BishopAccountability.org

Catholic Tax! German Catholics Lose Rights

Catholic Online
September 25, 2012

http://www.catholic.org/international/international_story.php?id=47759

While Catholics make up around 30 percent of Germany's population, the number of the former faithful leaving the church has climbed to 181,000 in 2010. The exodus has been blamed on revelations of sexual abuse by German priests.

If they fail to pay a special tax, Germany's Roman Catholics will be denied the right to Holy Communion or a religious burial. A German bishops' decree has just come into force says that anyone failing to pay the tax, which is an extra eight percent of their income tax bill - they will no longer be considered a Catholic.

LOS ANGELES, CA (Catholic Online) - The bishops say they have been alarmed by the number of Catholics leaving the Church, and such a step would be seen as a serious act against the community.

All Germans who are officially registered as Catholics, Protestants or Jews pay a religious tax of eight to nine percent on their annual income tax bill.
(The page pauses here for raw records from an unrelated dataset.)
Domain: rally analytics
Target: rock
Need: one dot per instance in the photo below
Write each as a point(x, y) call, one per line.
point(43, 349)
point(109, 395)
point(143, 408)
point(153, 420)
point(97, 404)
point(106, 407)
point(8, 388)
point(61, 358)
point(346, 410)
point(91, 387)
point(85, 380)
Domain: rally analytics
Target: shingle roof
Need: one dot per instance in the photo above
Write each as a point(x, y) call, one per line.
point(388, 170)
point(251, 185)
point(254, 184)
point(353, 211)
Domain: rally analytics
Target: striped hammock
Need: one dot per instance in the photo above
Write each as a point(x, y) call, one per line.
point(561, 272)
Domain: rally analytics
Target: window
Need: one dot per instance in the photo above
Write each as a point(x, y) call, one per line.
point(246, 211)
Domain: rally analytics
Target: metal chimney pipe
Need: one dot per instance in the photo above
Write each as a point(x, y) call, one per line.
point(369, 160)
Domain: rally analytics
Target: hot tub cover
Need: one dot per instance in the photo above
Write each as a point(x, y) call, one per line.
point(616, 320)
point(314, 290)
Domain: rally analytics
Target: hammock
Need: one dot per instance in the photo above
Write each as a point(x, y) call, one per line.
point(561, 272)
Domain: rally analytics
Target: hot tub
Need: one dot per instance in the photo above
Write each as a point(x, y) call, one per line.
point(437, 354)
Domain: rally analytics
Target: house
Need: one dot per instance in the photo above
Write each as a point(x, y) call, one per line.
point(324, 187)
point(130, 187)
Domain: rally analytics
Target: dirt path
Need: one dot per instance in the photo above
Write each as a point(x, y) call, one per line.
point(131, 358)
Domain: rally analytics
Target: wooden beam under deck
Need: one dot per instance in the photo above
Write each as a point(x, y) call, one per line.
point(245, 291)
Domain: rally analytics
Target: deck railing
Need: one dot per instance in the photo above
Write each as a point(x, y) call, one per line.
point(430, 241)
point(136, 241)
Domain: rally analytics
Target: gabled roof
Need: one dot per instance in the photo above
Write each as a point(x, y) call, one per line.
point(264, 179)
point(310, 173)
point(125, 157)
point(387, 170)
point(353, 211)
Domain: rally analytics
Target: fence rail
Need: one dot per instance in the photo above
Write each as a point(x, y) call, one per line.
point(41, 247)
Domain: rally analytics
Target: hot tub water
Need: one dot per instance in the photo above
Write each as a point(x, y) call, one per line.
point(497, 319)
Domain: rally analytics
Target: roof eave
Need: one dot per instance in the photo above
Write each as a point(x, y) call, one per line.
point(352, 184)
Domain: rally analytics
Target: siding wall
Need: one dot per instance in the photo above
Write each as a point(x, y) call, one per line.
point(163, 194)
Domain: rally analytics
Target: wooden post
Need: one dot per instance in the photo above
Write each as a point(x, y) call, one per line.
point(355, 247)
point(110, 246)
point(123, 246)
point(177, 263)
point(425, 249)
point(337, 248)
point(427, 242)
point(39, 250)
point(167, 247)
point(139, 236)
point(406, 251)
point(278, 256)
The levy was introduced in the 19th Century in compensation for the nationalization of religious property.

"If your tax bill is for 10,000 euros, then 800 euros will go on top of that and your total tax combined will be 10,800 euros," Munich tax accountant Thomas Zitzelsberger says.

While Catholics make up around 30 percent of Germany's population, the number of the former faithful leaving the church has climbed to 181,000 in 2010. The exodus has been blamed on revelations of sexual abuse by German priests.

The bishops were also pushed into action by a case involving a retired professor of church law, Hartmut Zapp, who announced in 2007 that he would no longer pay the tax -- but said he intended to remain within the Catholic faith.

The Freiburg University academic said he wanted to continue praying and receiving Holy Communion. A legal case between Professor Zapp and the church will reach the Leipzig Federal Administrative Court this week.

"This decree makes clear that one cannot partly leave the Church," Germany's bishops' conference said last week, in a decision endorsed by the Vatican.

The bishops say that unless they pay the religious tax, Catholics will no longer be allowed to receive sacraments, except before death, or work in the church and its schools or hospitals.

Without a "sign of repentance before death, a religious burial can be refused," the decree states. Opting out of the tax could also prevent people from acting as godparents to Catholic children.

"This decree at this moment of time is really the wrong signal by the German bishops who know that the Catholic church is in a deep crisis," Christian Weisner from the grassroots Catholic campaign group We are Church told TV journalists.

Father Lukas Glocker, a priest from Mannheim in south-western Germany said the tax was used to do essential good works.

"With kindergarten, with homes for elderly or unemployed, we've got really good things so I know we need the tax to help the German country to do good things."

While the decree severely limits active participation in the German Catholic Church, it does hold out some hope for anyone considering re-embracing their faith.

Any German Catholic who previously stopped payment faced eventual excommunication. Although the measures laid out in the decree are similar to excommunication from the church, German observers say the word is carefully avoided in the decree.